Proteção trabalhista e a dignidade do trabalho humano
26 de maio de 2023, 8h00
Nesta semana, foi notícia no meio jurídico a decisão do Supremo Tribunal Federal em torno da relação de trabalho existente entre motorista de aplicativo e a plataforma. Tratou-se de decisão monocrática do ministro Alexandre de Moraes, que julgou procedente a reclamação constitucional para deslocar a competência para a Justiça Comum [1].
Um dos aspectos que chama a atenção na leitura diz respeito aos fundamentos do TRT-3, transcrito e que diz, a certa altura, para fundamentar o reconhecimento da relação de emprego:
"Ainda que se admitia que a região é nebulosa, a chamada zona grise, a atração da relação jurídica realiza-se para dentro da ordem jurídica trabalhista (e não para o Código Civil que pouco dignifica o trabalho humano), como forma de alcançar vários trabalhadores que permanecem excluídos da proteção do Direito do Trabalho.
Princípio da livre iniciativa não autoriza a fraude nas relações de trabalho, mas deve respeitar o valor social do trabalho e a dignidade da pessoa humana do trabalhador (artigo 1º, III e IV, da CF. (…)." (gn)
Constata-se, pelos fundamentos exarados pelo tribunal regional, uma preocupação acentuada em preservar a dignidade do trabalho e da pessoa humana do trabalhador, encontrando na CLT a única forma possível de que seja reconhecido àquele que trabalha sua realização enquanto pessoa e cidadão.
Talvez este seja o dilema do julgador: como reconhecer, fora dos parâmetros de proteção da CLT, outras formas de trabalho capazes de trazer, ao trabalhador, realização pessoal com liberdade e dignidade? A fundamentação de que o Código Civil não seria instrumento adequado a dignificar o trabalho humano, com todo respeito, caberia perfeitamente nos primórdios da formação do Direito do Trabalho, na época da revolução industrial que empurrou o estado a interferir nas questões trabalhistas. Nem o Direito Civil hoje convive com ofensa à dignidade da pessoa humana.

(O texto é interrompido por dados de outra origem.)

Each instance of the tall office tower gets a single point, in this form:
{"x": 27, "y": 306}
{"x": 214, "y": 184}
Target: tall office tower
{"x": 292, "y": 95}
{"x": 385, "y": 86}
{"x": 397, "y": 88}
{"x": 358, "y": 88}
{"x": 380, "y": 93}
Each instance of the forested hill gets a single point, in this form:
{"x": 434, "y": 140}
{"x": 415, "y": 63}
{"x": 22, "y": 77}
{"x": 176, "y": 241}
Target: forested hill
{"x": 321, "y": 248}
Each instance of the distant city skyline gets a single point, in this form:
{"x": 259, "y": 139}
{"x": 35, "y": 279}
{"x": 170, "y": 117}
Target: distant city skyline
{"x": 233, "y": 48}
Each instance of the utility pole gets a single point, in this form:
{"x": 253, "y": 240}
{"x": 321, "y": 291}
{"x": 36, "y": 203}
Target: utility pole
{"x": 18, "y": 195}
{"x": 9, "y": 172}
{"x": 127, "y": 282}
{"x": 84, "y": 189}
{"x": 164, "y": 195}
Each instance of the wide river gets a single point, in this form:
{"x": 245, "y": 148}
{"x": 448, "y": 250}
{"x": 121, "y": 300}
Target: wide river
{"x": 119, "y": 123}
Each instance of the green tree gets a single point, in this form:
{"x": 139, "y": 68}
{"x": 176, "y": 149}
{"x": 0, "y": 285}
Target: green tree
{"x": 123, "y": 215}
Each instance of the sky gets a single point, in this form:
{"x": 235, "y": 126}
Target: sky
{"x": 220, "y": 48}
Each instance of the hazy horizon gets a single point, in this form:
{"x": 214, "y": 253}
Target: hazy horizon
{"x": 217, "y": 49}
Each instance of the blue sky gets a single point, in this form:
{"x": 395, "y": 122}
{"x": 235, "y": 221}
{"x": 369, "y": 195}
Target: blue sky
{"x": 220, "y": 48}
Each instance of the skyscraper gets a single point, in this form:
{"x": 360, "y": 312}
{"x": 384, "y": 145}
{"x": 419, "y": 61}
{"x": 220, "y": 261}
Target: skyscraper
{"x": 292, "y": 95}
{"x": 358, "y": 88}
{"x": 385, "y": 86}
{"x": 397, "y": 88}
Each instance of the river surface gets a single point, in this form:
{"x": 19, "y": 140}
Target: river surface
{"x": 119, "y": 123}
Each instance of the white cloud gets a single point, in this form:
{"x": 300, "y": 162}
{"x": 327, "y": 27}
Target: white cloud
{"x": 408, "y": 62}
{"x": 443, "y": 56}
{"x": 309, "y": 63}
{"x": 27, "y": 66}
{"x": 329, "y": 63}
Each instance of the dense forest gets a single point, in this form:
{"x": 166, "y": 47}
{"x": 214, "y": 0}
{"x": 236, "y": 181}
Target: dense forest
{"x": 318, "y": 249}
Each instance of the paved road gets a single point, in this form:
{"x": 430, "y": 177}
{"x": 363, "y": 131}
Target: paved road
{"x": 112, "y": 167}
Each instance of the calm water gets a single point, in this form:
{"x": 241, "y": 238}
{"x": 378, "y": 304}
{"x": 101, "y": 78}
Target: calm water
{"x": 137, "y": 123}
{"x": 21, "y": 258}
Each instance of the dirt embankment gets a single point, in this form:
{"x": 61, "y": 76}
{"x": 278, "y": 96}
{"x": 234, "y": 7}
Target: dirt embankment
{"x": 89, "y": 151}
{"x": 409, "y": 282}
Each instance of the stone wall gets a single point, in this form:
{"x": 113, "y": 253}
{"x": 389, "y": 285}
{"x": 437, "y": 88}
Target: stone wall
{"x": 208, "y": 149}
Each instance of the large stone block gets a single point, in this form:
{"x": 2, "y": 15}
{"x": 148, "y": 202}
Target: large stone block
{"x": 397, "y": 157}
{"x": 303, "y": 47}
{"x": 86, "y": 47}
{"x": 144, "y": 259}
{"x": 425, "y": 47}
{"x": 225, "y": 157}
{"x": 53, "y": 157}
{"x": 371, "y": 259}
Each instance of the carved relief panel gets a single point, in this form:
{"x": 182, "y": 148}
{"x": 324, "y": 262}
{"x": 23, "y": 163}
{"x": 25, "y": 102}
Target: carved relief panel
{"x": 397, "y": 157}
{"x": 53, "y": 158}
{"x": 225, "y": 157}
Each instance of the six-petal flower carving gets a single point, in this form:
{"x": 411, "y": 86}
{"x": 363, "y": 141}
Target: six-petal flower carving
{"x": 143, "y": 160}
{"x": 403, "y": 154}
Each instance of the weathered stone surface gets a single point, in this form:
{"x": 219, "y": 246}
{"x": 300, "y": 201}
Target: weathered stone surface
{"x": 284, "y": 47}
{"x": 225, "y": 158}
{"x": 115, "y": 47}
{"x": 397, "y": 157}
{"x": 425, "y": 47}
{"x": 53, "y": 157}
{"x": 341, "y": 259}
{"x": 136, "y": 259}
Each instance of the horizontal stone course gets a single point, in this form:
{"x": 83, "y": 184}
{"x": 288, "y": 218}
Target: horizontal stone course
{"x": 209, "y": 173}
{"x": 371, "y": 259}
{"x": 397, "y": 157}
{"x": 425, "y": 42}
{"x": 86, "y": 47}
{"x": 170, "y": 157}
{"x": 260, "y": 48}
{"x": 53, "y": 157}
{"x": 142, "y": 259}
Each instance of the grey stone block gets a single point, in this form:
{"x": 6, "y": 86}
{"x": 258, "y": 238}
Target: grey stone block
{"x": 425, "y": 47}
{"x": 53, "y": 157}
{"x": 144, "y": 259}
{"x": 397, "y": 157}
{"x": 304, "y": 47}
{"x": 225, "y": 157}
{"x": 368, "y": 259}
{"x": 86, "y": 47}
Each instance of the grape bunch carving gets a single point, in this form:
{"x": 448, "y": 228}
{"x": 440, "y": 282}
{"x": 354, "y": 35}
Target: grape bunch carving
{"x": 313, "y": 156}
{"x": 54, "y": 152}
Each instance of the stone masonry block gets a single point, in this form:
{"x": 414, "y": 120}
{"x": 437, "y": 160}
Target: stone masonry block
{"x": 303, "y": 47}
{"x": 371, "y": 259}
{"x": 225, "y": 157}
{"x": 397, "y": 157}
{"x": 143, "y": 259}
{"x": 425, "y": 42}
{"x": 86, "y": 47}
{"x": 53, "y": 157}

Já tivemos a oportunidade de tratar da dificuldade da compreensão de que novos modelos de trabalho devem ser analisados fora dos parâmetros tradicionais. Com efeito, em 4 de junho de 2021, nesta coluna, publicamos o texto intitulado "Tempo de revisão do paradigma histórico de proteção" [2] onde observamos que:
"A legislação trabalhista surgiu de forma socorrista, tardiamente, e após a constatação, no século XIX, de que a industrialização havia gerado contingente enorme de população vulnerável. O Direito do Trabalho, compreendido como forma de proteção social e de garantias de direitos, foi construído para atender empregados porque parecia que esta era a única forma de amparar a desigualdade econômica que se estabelecia entre aquele que se apropriava do resultado do trabalho e o prestador. Deste modo, ser empregado significava ter acolhimento e nas leis trabalhistas e, contrario sensu, não teriam acolhimento aqueles que ficassem à margem do modelo padrão de relação de emprego. Para estes, o direito comum seria a base de contratação e assim seguiu-se no modelo jurídico binário de ser empregado ou autônomo."
Na atualidade, a forma de trabalhar, com a utilização dos meios tecnológicos e informatizados, leva em consideração outros fatores. No caso específico de motoristas por aplicativos, o exercício da liberdade de tempo e as opções de atendimento que o modelo permite tendem a afastar a subordinação específica do emprego. Não há subordinação e sim responsabilidade em relação aos consumidores do modelo de prestação de serviços.